Introduction
CRM stock valuation has reached a level that cautious investors call frightening and contrarians call a once-in-a-decade opportunity.
At the end of Q1 2026, Salesforce traded at just 4.8 times its trailing gross profits on an enterprise-value basis. To put that number in perspective, Cisco Systems bottomed at a remarkably similar 5x EV/GP in October 2002 after an 89% stock crash. Salesforce, however, is not a collapsing dot-com relic. It is a $41.5 billion revenue business generating $15 billion in annual operating cash flow.
This post examines the CRM stock valuation debate. You will see how the current multiple compares to historical troughs. You will understand what the massive $50 billion buyback signals. And you will learn why sophisticated investors like Michael Burry are buying while Wall Street remains nervous.
For the big picture on CRM stock, see our pillar post on CRM stock in 2026 . For the latest earnings that underpin the valuation, read our Salesforce Q4 FY2026 earnings breakdown .
The 4.8x Gross Profit Multiple: What It Means
The most striking argument for CRM stock valuation rests on a single number: 4.8 times gross profit.
Montaka Global Investments highlighted this ratio in its Q1 2026 investor letter. “To put this ratio in perspective, at the height of the 2000 dot-com bubble, Cisco’s EV was 70x GP. It was only following the stock’s 89% decline that Cisco bottomed at 5x EV/GP in October 2002,” the firm wrote. The implication is powerful. Salesforce, a far more durable and diversified business than dot-com-era Cisco, is trading at a valuation that historically marks a generational buying opportunity.
Gross profit multiples strip away accounting noise. They focus on the core profitability of the business before operating expenses. For a software company like Salesforce, which operates with high incremental margins, this metric captures the true earning power of its subscription base. A multiple below 5x suggests the market expects either severe revenue declines or dramatic margin compression. Neither has appeared in the actual financial results.
The Buyback Signal: Management Bets $50 Billion
Management’s actions reinforce the CRM stock valuation argument.
Salesforce announced a $50 billion share buyback program. That represents roughly half the current market capitalization. This is not a timid, symbolic gesture. It is an aggressive bet that the stock is deeply undervalued. Companies do not commit half their market value to repurchasing shares unless they believe the discount is significant and likely to close.
The buyback is partially funded by debt, which raises concerns. But the company’s free cash flow generation provides ample coverage. Salesforce produced $15 billion in operating cash flow in fiscal 2026. Even without taking on additional leverage, the company can fund a substantial portion of the buyback from internal resources.
Oakmark Fund noted in its investor letter that “management emphasized they expect subscription revenue growth to accelerate in the second half of 2026 as Agentforce becomes a more meaningful part of the business.” If that acceleration materializes, buying back stock at current depressed levels could prove extraordinarily accretive to remaining shareholders.
The Burry Bet: What the Contrarians See
CRM stock valuation has caught the attention of one of history’s most famous contrarians.
Michael Burry, the investor who predicted the 2008 housing collapse, has been building a position in Salesforce.

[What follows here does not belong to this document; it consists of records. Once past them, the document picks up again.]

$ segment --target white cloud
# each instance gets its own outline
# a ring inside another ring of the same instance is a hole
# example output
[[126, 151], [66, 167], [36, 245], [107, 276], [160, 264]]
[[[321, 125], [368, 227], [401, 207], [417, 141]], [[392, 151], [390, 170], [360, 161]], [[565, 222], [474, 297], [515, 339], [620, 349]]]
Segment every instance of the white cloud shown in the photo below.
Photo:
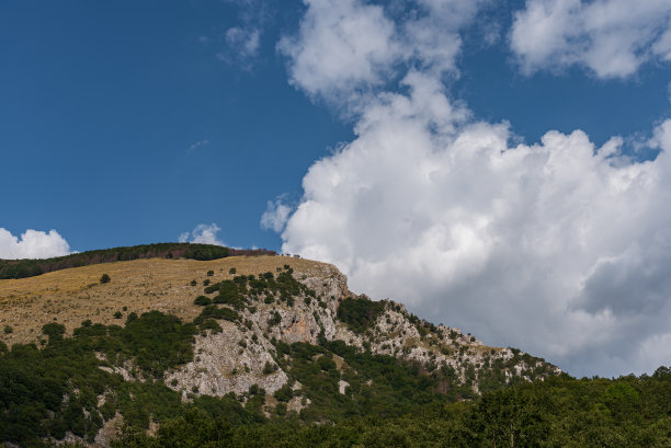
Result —
[[260, 0], [224, 0], [238, 8], [238, 25], [224, 33], [226, 48], [217, 59], [251, 70], [259, 59], [263, 28], [270, 19], [265, 2]]
[[234, 26], [225, 34], [228, 49], [219, 53], [219, 60], [237, 64], [244, 69], [251, 69], [253, 60], [259, 55], [261, 45], [261, 28], [257, 26]]
[[283, 197], [269, 200], [268, 207], [261, 216], [261, 228], [281, 232], [286, 226], [292, 208], [282, 202]]
[[202, 147], [206, 147], [207, 145], [209, 145], [209, 140], [194, 141], [193, 143], [189, 145], [189, 148], [186, 148], [186, 152], [187, 153], [192, 153], [196, 149], [202, 148]]
[[308, 94], [346, 99], [352, 91], [384, 81], [399, 57], [395, 25], [379, 5], [360, 0], [306, 0], [296, 37], [277, 48], [287, 56], [291, 82]]
[[671, 324], [671, 120], [642, 163], [580, 130], [511, 147], [416, 82], [309, 169], [283, 252], [572, 374], [658, 367], [640, 353]]
[[226, 245], [224, 241], [219, 240], [217, 233], [221, 229], [216, 223], [211, 225], [197, 225], [191, 232], [183, 232], [180, 234], [179, 241], [181, 243], [202, 243], [202, 244], [216, 244]]
[[29, 229], [18, 238], [0, 228], [0, 259], [50, 259], [69, 253], [70, 245], [56, 230]]
[[578, 65], [599, 78], [628, 77], [651, 59], [671, 60], [671, 3], [527, 0], [510, 45], [526, 73]]
[[[356, 138], [310, 166], [288, 219], [270, 204], [283, 252], [573, 375], [658, 367], [671, 325], [671, 120], [646, 162], [622, 154], [623, 138], [598, 148], [582, 130], [519, 145], [444, 89], [478, 3], [306, 4], [299, 33], [280, 44], [291, 82], [353, 112]], [[551, 61], [627, 76], [663, 55], [668, 4], [624, 14], [615, 0], [530, 0], [511, 44], [528, 71]]]
[[458, 28], [482, 1], [418, 0], [393, 11], [365, 0], [304, 0], [295, 36], [277, 44], [289, 82], [314, 99], [361, 112], [362, 101], [409, 67], [456, 74]]

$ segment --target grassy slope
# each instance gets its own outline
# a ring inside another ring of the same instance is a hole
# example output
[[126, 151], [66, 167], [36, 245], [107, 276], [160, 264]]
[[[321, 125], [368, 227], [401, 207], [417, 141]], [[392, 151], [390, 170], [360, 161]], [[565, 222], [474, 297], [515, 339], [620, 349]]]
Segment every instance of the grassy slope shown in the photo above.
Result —
[[[236, 267], [238, 274], [275, 272], [291, 263], [299, 272], [320, 271], [327, 265], [284, 256], [230, 256], [212, 261], [195, 260], [134, 260], [94, 264], [20, 279], [0, 279], [0, 341], [8, 345], [37, 342], [42, 325], [58, 322], [68, 334], [82, 321], [123, 324], [132, 311], [138, 314], [159, 310], [184, 320], [201, 312], [193, 299], [203, 291], [203, 280], [213, 283], [232, 278], [228, 274]], [[208, 271], [215, 275], [207, 276]], [[107, 274], [109, 284], [100, 277]], [[191, 280], [197, 282], [191, 286]], [[126, 311], [122, 311], [127, 307]], [[114, 319], [116, 311], [123, 319]], [[10, 325], [12, 333], [1, 329]]]

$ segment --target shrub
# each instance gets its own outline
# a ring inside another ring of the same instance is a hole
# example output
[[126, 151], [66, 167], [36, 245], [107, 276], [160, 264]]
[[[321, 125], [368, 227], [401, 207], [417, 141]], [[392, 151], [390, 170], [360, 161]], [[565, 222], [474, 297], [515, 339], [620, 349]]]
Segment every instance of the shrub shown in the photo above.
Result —
[[272, 364], [271, 361], [265, 361], [265, 366], [263, 366], [263, 375], [271, 375], [272, 372], [277, 371], [278, 367], [276, 364]]
[[385, 309], [385, 303], [368, 299], [348, 297], [338, 307], [338, 319], [346, 323], [355, 333], [363, 333]]
[[268, 320], [268, 324], [270, 326], [275, 326], [277, 325], [280, 322], [282, 322], [282, 315], [280, 315], [280, 313], [277, 311], [275, 311], [275, 313], [273, 314], [273, 317], [271, 319]]
[[201, 307], [205, 307], [205, 306], [212, 305], [212, 300], [207, 296], [198, 296], [193, 301], [193, 303], [194, 305], [200, 305]]

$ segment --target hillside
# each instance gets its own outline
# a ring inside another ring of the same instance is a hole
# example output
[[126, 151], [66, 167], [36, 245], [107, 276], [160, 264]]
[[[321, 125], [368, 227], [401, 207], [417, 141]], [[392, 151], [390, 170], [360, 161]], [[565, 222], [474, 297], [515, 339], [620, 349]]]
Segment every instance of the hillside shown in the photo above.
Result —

His thesis centers on a distinction between temporary market pressure and fundamental business deterioration. Burry believes “the technical pressures brought on by the private credit/software debt issues” are temporary. He has also opened or maintained positions in PayPal, Adobe, and Autodesk, suggesting a broader bet on the recovery of beaten-down software names.
Burry’s track record commands attention. His big short against the housing market was unpopular for years before it proved spectacularly correct. He is once again betting against prevailing market sentiment.
The Bear Perspective: A Value Trap?
The CRM stock valuation could also be a value trap.
If AI agents fundamentally undermine the economics of enterprise software, today’s 4.8x gross profit multiple could prove to be expensive in hindsight. Revenue growth has decelerated from over 20% to 10%. Free cash flow, while substantial, is being consumed by the buyback rather than reinvested in innovation. And the debt taken on to fund share repurchases will eventually need to be repaid.
For a full examination of these risks, see our CRM stock risk analysis .
Conclusion
CRM stock valuation at 4.8x gross profit places Salesforce squarely in the “too cheap to ignore” category for many value-oriented investors. The buyback signals management’s conviction. Contrarians like Burry are accumulating. The historical parallel to Cisco’s dot-com trough is compelling.
Yet the AI disruption threat is real and unresolved. The next few quarters of Agentforce growth will determine whether this valuation represents a generational bargain or a justified discount on a challenged business model.